From today, passengers arriving into the UK on planes, ferries and trains from abroad will be required to fill out an online locator form giving their contact and travel information, including the address of where they will self-isolate for two weeks.
Failure to comply with the new rules could result in a fine of up to £1,000. Foreign nationals not resident in the UK could be denied entry by UK Border Force if they refuse to follow the rules. Failure to complete the online locator form will be punished with a fixed penalty notice of £100.
The regulations will be reviewed every three weeks and could be in place for up to a year when the legislation is set to expire, unless the government decides to scrap the rules before then.
There are a number of exemptions to the new quarantine rules, including those in government or defence business, foreign diplomats, regular international commuters, lorry drivers, medical workers and fruit pickers, among others.
The quarantine regulations will come as a further blow to the civil aviation industry which has all but ground to a halt amid the UK-wide lockdown. Already thousands of people have lost their jobs in the industry.
Unite has argued that the government must introduce a package of support for the aviation sector ‘as a moral duty’. It noted that the introduction of quarantine at a time when many airlines were beginning to gear up to begin flying again, is a clear case of a government policy directly delaying an industry’s ability to recover from the pandemic.

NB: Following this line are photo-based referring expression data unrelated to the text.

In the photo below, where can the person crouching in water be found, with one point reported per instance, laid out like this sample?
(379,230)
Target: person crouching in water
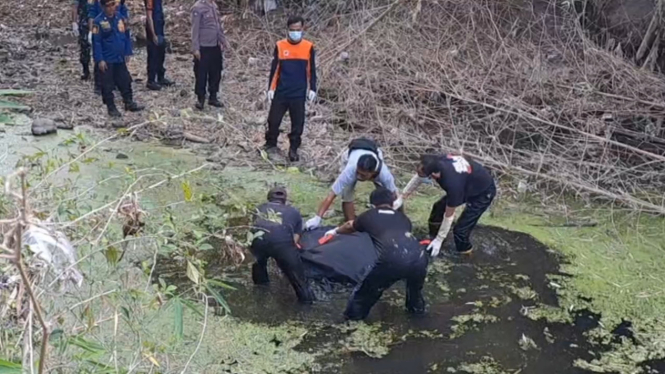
(362,161)
(277,228)
(465,182)
(400,256)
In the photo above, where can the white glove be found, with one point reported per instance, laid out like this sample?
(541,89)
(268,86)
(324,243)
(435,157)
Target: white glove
(413,185)
(398,203)
(313,223)
(435,245)
(332,232)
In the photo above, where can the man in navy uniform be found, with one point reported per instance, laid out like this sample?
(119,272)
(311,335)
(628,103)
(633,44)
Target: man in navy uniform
(112,48)
(92,10)
(465,182)
(156,45)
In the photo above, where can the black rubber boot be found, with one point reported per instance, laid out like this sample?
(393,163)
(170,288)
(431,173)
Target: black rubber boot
(86,73)
(213,101)
(165,82)
(133,107)
(293,155)
(200,103)
(153,86)
(113,111)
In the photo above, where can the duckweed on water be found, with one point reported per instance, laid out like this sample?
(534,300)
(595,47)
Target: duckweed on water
(466,322)
(372,340)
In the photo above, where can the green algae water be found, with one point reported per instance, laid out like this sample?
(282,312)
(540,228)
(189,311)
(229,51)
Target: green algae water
(515,306)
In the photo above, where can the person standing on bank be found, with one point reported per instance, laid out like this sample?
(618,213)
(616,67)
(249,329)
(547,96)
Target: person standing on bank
(280,226)
(208,44)
(465,182)
(156,45)
(400,256)
(94,9)
(292,81)
(362,161)
(112,48)
(81,28)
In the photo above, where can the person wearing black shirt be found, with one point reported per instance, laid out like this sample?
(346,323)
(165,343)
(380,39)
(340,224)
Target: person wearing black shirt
(465,182)
(277,228)
(399,256)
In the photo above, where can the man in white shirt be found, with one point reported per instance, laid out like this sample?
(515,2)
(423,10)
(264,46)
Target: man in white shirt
(362,162)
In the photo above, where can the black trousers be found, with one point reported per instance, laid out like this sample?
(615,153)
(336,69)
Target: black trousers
(116,75)
(156,57)
(475,207)
(85,47)
(278,108)
(288,259)
(208,71)
(384,274)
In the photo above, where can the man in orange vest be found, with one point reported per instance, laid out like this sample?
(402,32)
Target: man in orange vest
(292,81)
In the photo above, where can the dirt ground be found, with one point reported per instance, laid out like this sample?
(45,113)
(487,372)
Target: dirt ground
(46,61)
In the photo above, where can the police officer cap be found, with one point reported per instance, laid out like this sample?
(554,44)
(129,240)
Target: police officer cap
(381,196)
(277,193)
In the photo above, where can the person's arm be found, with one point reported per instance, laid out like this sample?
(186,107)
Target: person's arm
(325,204)
(128,42)
(312,70)
(74,12)
(221,35)
(274,73)
(297,229)
(196,24)
(346,228)
(97,45)
(412,186)
(149,6)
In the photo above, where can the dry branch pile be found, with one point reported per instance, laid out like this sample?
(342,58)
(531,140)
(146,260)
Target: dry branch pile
(500,83)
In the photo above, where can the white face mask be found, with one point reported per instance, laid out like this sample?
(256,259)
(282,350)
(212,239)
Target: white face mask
(295,36)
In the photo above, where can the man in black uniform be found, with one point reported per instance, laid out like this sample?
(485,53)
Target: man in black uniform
(278,228)
(399,256)
(465,182)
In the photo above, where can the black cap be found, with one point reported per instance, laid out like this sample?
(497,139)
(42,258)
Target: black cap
(277,193)
(381,196)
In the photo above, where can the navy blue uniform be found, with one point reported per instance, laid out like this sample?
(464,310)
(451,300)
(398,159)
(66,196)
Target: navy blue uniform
(400,256)
(156,51)
(111,44)
(465,182)
(278,223)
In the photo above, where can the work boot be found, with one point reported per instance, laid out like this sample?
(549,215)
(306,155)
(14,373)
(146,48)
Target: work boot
(272,151)
(199,103)
(132,106)
(293,155)
(165,82)
(153,86)
(213,101)
(113,111)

Unite and the vast majority of the airline industry have additional concerns over the absence of published medical evidence for quarantining is lacking, especially in relation to countries where the infection rate of Covid-19 is far lower than in the UK.
Unite believes that the government should be introducing measures to restore confidence in the industry and encourage people to begin flying again.
These could include the creation of so-called air bridges with countries with low infection rates, or the introduction of effective track and tracing all of which will help to generate confidence and will boost a return to flying.
Unite national officer Oliver Richardson said, “Covid-19 is the greatest challenge the aviation sector has ever faced and the government’s introduction of quarantine further adds to it.
“This only reinforces the fact that the government has a moral duty to support the aviation industry during this time of crisis, as it has promised to do on numerous occasions,” he added.
“While we are not questioning medically based measures, Unite is supportive of positive measures such as air bridges and effective track and tracing all of which help to generate confidence and will boost a return to flying.
“The aviation sector is crying out for an integrated plan a financial support programme to get it back on its feet and is looking to the government for that leadership.”
Unite has produced a blueprint of how the government should intervene across the entire aviation sector including airlines and airports to protect the jobs and conditions of workers. Such loans would come with strict strings attached regarding executive pay, corporate governance and requiring stringent environmental standards to be adopted to radically reduce the industry’s carbon footprint.